Bundesliga - das hatte Dargel bis dahin eher mit dem Fußball verbunden. «Traditionell gesehen passt dieses Schema eigentlich gar nicht in die RSG. Dachte ich jedenfalls. Aber nach der ersten Vorrunde hat es uns eigentlich allen gefallen», sagt sie. Denn es komme eben noch die Konkurrenz zwischen den Vereinen hinzu, die im Laufe der Saison aufgebaut werde. «Klar möchte man dann für sein Team auch das Beste geben. Es gefällt uns, das ist cool», findet Dargel heute. An ihr erstes DTL-Finale kann sie sich daher auch noch sehr gut erinnern. Gerade der Glamour-Faktor rund um das Event hat es der Top-Gymnastin angetan. «Das war ein bisschen anders, mit nochmal ein bisschen mehr Fernsehen. Mit mehr, wie soll ich sagen, ein bisschen mehr Showeinlage. Das war echt cool in Bremen», fand sie.
Und auch das System in der Liga findet Dargel spannend. Bei der Eintracht haben sich bereits alle darauf eingestellt. «Unsere Mannschaft ist so aufgestellt, dass jeder seinen besten Geräte turnt. Wir wollen von Anfang an einen guten Start haben, was die Punkte angeht», verrät sie. Klar, man müsse auch genau darauf schauen, wer gegen wen turnt. «Weil entscheidend sind hier auch die Gerätepunkte, oder vielmehr der Abstand zwischen den Punkten. Und das ist nicht wie bei einem normalen Wettkampf, weil die Punkte in der DTL nicht gleich verglichen werden. Das ist ein bisschen anders, das System», erklärt die Topscorerin der Adler-Riege. Für RSG-Profis wie Dargel aber keine große Herausforderung. Die Übungen perfekt auf die Fläche zu bekommen dagegen schon. «Das Ziel ist es einfach, sauber durch die Übungen zu kommen. Und je sauberer man turnt, desto mehr Punkte bekommt man. Also versucht man dann auch, so sauber wie möglich zu turnen», ist die Strategie im Frankfurter Riederwald. «Das Wichtigste ist aber, Spaß dabei zu haben», betont die Gymnastin. Und der ist in der Liga garantiert.
«Da ist alles offen, alles drin», verspricht Dargel daher auch einen spannenden Kampf um Rang drei. «Wir wollen natürlich mit Frankfurt noch den dritten Platz erkämpfen», sagt sie. Das wollen die Berlinerinnen allerdings auch. Doch Dargel hat den Gegner TSC bereits auf seine Schwachstellen abgeklopft. «Die letzten zwei Vorrunden lagen wir eigentlich relativ gleich. Aber wir hatten ein paar Punkte Vorsprung in Sachen Gerätenpunkte. Mal schauen, was da bei uns noch geht», sagt sie.
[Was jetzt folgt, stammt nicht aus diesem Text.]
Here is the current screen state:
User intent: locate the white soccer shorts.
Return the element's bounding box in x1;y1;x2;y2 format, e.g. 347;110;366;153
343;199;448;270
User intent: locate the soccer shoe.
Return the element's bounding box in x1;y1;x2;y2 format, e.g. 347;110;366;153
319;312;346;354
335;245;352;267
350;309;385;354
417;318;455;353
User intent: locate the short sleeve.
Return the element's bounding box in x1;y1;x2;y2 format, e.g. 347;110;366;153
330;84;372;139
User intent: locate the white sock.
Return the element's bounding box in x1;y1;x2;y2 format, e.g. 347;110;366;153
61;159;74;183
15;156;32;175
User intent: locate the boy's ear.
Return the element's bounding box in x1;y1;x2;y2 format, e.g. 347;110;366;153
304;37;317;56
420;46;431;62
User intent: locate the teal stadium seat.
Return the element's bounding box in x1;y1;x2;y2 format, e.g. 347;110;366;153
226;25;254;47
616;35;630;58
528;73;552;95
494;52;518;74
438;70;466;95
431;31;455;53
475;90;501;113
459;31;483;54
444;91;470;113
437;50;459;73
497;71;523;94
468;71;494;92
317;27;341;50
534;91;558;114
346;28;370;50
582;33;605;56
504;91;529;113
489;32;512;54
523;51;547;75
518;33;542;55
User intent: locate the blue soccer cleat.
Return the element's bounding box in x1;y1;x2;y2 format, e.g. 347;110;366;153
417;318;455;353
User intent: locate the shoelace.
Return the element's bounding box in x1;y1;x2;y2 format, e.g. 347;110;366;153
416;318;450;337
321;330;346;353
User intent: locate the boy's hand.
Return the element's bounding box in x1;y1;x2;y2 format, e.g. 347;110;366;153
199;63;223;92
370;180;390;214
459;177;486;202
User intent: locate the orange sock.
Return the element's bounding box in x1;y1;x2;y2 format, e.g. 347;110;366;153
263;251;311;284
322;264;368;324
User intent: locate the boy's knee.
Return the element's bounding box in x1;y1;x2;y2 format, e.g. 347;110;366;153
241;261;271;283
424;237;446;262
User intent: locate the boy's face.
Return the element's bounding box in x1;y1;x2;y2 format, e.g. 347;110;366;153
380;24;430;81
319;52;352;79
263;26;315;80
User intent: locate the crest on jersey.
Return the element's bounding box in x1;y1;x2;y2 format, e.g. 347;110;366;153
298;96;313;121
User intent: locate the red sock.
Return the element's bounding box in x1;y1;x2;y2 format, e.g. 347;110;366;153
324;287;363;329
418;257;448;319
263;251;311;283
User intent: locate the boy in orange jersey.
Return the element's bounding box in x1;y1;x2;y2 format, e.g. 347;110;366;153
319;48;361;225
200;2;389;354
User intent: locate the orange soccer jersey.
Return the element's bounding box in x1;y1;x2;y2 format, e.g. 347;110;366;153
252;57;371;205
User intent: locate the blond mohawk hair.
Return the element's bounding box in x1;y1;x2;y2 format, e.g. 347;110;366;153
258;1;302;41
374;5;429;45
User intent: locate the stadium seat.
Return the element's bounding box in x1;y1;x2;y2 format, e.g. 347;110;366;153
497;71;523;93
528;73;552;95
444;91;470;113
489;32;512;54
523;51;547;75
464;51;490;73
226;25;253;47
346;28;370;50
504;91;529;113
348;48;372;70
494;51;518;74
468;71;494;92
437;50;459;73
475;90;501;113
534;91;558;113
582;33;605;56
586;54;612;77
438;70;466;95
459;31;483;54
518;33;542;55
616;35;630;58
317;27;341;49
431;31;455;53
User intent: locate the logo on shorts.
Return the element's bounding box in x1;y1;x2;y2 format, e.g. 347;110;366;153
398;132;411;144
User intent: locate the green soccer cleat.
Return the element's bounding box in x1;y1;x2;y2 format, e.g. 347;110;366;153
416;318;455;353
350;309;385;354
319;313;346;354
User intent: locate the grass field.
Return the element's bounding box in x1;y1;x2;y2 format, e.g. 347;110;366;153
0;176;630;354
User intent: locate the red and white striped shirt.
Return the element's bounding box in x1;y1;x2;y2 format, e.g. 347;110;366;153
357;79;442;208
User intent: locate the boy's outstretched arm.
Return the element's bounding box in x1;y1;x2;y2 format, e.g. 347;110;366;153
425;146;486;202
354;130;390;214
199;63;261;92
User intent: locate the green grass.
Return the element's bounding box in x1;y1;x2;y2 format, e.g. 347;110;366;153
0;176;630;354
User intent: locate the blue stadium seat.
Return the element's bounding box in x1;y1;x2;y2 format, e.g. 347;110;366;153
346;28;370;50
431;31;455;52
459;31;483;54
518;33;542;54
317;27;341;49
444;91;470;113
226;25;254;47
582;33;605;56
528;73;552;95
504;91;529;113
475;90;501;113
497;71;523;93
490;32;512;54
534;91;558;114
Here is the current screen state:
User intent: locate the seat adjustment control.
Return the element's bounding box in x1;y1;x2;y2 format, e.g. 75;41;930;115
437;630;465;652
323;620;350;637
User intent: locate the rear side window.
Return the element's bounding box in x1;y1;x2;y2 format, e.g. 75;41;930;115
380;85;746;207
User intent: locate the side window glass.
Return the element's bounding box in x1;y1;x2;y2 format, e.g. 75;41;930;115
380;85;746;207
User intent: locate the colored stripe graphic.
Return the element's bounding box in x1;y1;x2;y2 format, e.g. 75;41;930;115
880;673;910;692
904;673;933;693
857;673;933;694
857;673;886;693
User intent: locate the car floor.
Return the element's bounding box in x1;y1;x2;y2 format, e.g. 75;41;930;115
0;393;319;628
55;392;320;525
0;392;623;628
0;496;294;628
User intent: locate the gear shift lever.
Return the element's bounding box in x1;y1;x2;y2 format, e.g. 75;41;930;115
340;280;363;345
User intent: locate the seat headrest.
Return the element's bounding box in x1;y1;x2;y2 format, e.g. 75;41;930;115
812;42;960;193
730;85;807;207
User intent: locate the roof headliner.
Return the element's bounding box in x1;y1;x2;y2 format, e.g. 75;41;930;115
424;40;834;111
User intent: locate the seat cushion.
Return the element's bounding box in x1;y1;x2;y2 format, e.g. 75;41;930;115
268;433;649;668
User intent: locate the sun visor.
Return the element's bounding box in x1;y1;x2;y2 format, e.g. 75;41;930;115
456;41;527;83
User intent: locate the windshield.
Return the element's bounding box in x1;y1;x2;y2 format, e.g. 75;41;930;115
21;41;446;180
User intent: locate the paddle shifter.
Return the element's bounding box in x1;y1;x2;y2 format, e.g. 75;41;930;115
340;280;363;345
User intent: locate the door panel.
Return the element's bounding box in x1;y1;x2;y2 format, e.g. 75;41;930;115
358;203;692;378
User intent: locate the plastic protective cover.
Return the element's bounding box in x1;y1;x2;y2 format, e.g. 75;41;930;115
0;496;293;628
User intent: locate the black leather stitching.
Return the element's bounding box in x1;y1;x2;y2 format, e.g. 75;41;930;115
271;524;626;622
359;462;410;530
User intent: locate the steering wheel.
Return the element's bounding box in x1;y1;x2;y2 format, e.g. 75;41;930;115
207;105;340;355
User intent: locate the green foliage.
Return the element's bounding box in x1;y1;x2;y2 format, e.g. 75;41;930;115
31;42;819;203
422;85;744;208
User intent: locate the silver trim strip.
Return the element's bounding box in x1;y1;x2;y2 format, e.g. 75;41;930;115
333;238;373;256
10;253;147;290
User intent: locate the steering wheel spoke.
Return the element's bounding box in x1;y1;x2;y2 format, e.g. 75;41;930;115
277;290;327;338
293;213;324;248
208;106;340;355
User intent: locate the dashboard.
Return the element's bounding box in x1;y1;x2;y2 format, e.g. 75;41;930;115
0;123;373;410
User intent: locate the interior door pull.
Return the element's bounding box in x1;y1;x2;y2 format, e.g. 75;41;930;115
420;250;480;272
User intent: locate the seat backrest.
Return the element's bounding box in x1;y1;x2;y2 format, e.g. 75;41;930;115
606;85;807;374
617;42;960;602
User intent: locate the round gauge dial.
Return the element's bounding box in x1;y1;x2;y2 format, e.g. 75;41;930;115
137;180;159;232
Glücks-Unterhosen oder perfekt angeordnete Badelatschen, wie Barren-Weltmeister Lukas Dauser bei den Turnern, benötigt Dargel für den kleinen Extra-Boost an Leistung aber nicht. «Ehrlich gesagt, versuche ich mich von Ritualen fernzuhalten. Mein Ziel ist es, jeden Tag das gleiche zu machen. Das heißt, das Training einfach auch in den Wettkampf zu übersetzen», gibt sie sich professionell. Ein ganz klein wenig zusätzliche Unterstützung von Außen hilft aber auch bei Dargel hin und wieder weiter. «Was ich immer gerne am Wettkampftag mache, ich habe ein paar Kuscheltiere von meiner Familie dabei. Und von meiner alten Heimtrainerin. Das sind drei Stück. Die kripple ich manchmal», lacht sie.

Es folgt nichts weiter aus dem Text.